SEGUNDO – acreditam que Lutero falava a respeito da música popular, que, aliás, não existia em sua época; “pop music” é um fenômeno do século 20; a música popular não era produzida em massa. Em 1972, no início do “Jesus Movement”, Larry Norman em sua canção dizia: “Jesus is the rock” (Jesus é o rock), por isso cognominado “Gospel Rock”; desde então, o culto nas igrejas protestantes e evangélicas tem sido profanizado; Larry Norman queria cânticos que tivessem a batida da bateria e que mexessem os pés do cantor; considerava os hinos como “marchas funerárias”; em lugar da hinodia, queria coreografia; em lugar de hinos com letras racionais, cânticos de forte carga emocional, insuflada pela guitarra.
TERCEIRO – há equívoco em atribuir a frase a Lutero; teria sido proferida por William Booth ou Rowland Hill (ver: Helen Hosier, William and Catherine Booth, Uhrichsville, OH: Barbour, 1999; Oxford Dictionary of Quotations. New York: Oxford Press, 1979). Lutero não traria canções de bares para dentro dos templos. Lutero referia-se ao papa como “o Diabo”. Ele certamente recomendaria peças dos grandes compositores eruditos de sua época.

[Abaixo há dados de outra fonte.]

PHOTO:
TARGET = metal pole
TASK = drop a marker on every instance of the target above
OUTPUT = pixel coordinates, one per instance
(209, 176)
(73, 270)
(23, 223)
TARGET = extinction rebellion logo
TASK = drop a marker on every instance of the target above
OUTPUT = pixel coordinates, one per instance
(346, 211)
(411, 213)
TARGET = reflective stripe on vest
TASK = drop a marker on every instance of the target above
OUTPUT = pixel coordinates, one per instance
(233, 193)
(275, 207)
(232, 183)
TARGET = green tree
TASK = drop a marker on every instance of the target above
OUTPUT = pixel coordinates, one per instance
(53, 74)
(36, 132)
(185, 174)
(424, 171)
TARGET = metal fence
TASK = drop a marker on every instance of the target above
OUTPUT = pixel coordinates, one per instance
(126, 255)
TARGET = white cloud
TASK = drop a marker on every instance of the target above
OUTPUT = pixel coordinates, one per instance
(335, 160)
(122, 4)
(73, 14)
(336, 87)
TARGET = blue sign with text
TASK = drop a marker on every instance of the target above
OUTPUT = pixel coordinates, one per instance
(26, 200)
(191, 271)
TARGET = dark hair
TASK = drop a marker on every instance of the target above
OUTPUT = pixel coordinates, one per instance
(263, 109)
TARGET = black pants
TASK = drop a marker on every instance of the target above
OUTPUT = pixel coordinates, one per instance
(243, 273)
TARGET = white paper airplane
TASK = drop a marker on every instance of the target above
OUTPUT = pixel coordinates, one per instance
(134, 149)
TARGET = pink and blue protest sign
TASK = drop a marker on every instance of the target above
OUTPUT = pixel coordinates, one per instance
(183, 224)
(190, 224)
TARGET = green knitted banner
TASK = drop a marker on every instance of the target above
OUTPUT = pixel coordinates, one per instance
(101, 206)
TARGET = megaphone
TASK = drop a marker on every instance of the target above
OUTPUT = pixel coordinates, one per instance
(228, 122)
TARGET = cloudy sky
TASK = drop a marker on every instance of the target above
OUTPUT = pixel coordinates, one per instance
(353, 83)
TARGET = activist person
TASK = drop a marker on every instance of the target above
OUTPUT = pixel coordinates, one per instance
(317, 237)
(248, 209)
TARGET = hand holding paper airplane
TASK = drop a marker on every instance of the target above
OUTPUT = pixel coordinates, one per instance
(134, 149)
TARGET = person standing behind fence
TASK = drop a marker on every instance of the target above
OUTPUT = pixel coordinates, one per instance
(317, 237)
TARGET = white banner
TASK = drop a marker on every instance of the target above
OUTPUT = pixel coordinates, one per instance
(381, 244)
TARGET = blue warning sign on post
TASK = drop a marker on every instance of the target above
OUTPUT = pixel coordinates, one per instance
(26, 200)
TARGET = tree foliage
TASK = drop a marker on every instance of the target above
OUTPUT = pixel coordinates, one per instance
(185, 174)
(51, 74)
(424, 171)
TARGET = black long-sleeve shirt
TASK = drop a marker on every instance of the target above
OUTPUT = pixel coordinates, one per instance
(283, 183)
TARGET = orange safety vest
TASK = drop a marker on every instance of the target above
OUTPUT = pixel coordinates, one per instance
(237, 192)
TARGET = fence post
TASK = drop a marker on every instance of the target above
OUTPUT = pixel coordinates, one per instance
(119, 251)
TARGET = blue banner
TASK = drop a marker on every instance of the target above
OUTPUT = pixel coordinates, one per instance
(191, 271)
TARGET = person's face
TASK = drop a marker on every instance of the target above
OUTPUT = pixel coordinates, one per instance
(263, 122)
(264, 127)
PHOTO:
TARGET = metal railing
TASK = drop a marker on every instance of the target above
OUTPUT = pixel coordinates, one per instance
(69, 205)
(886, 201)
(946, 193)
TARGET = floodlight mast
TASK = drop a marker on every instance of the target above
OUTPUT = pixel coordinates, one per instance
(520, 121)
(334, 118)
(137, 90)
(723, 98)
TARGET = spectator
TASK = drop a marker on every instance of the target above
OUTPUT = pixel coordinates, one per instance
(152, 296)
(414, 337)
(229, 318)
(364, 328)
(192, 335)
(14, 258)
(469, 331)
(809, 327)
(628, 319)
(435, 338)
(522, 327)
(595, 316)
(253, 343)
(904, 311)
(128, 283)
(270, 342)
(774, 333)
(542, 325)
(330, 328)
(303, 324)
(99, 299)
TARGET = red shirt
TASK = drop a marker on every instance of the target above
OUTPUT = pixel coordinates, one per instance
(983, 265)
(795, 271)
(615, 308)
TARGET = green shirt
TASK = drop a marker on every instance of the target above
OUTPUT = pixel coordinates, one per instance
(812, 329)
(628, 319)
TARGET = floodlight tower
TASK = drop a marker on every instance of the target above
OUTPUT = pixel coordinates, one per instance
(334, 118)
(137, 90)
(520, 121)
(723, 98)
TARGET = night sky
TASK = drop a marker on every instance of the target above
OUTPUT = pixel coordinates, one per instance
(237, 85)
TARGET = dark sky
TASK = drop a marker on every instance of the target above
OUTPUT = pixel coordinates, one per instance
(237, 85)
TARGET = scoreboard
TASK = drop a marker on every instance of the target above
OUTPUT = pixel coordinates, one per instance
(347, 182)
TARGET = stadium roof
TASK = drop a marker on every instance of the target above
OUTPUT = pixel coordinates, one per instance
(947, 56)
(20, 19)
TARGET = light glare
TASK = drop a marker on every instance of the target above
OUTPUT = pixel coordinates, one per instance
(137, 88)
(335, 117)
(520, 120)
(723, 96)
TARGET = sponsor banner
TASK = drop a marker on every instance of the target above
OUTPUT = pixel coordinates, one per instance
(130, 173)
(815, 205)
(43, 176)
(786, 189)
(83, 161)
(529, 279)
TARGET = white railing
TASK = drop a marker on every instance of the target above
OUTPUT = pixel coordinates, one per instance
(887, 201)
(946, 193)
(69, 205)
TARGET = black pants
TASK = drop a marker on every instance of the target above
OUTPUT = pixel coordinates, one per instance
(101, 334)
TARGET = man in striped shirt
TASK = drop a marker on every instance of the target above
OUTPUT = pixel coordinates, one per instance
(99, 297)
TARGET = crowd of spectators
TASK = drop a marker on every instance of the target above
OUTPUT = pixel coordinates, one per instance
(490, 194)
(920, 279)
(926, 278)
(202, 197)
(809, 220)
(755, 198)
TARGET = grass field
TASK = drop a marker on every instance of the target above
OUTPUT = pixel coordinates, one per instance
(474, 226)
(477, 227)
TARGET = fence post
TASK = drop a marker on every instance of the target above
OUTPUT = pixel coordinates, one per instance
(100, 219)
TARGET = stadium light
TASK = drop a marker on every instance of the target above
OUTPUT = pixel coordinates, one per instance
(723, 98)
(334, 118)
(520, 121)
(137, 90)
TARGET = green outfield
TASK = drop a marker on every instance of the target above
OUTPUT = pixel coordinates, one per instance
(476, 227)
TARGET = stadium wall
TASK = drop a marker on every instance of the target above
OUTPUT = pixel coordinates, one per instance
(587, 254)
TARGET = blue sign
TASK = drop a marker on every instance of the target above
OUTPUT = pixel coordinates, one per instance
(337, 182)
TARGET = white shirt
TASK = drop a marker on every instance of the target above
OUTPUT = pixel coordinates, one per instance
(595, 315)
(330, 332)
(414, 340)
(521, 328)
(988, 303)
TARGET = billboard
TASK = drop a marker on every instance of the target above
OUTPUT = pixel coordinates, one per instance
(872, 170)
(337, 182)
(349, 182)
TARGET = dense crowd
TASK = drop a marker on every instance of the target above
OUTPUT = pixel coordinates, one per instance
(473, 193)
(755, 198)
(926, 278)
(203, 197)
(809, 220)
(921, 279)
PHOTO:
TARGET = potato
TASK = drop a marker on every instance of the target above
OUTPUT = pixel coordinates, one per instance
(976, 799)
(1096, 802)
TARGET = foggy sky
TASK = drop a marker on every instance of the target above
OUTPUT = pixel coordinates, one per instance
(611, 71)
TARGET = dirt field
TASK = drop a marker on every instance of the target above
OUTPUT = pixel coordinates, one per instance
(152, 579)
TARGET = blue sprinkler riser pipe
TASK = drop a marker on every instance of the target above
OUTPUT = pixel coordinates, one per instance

QUARTO – acreditam que juntar letra religiosa a uma melodia profana é suficiente para ter um cântico digno de ser usado no culto; sabemos que texto e música devem ser compatíveis. Leonard Payton (ver: Reforming Our Worship Music. Wheaton, IL: Crossway, 1999) ressaltou o fato, observado nas igrejas contemporâneas, de que a música profana comunica explosões de alegria para a maioria das pessoas; mas o culto não é momento para diversão da congregação (ver: Roberto Torres Hollanda, Culto – Celebração e Devoção. Rio de Janeiro: JUERP, 2007). O cultuante educado deve saber reconhecer uma boa forma musical, que tenha conteúdo espiritual; deve saber discernir entre o sacro e o profano.
A missão educativa do ministro de música será exercida se ele tiver entendimento da teologia do culto cristão e for um guardião da pureza da música. A missão será possível, se as congregações e os pastores prestigiarem os ministros de música que se esforçam pela pureza da execução musical na igreja; será impossível, se os líderes divulgarem boatos a respeito da música de Lutero e de outros hinógrafos, ou noções que facilitem a entrada da música mundana em nossas igrejas.
(Publicado em “O Jornal Batista”, 05 out 08, p. 4).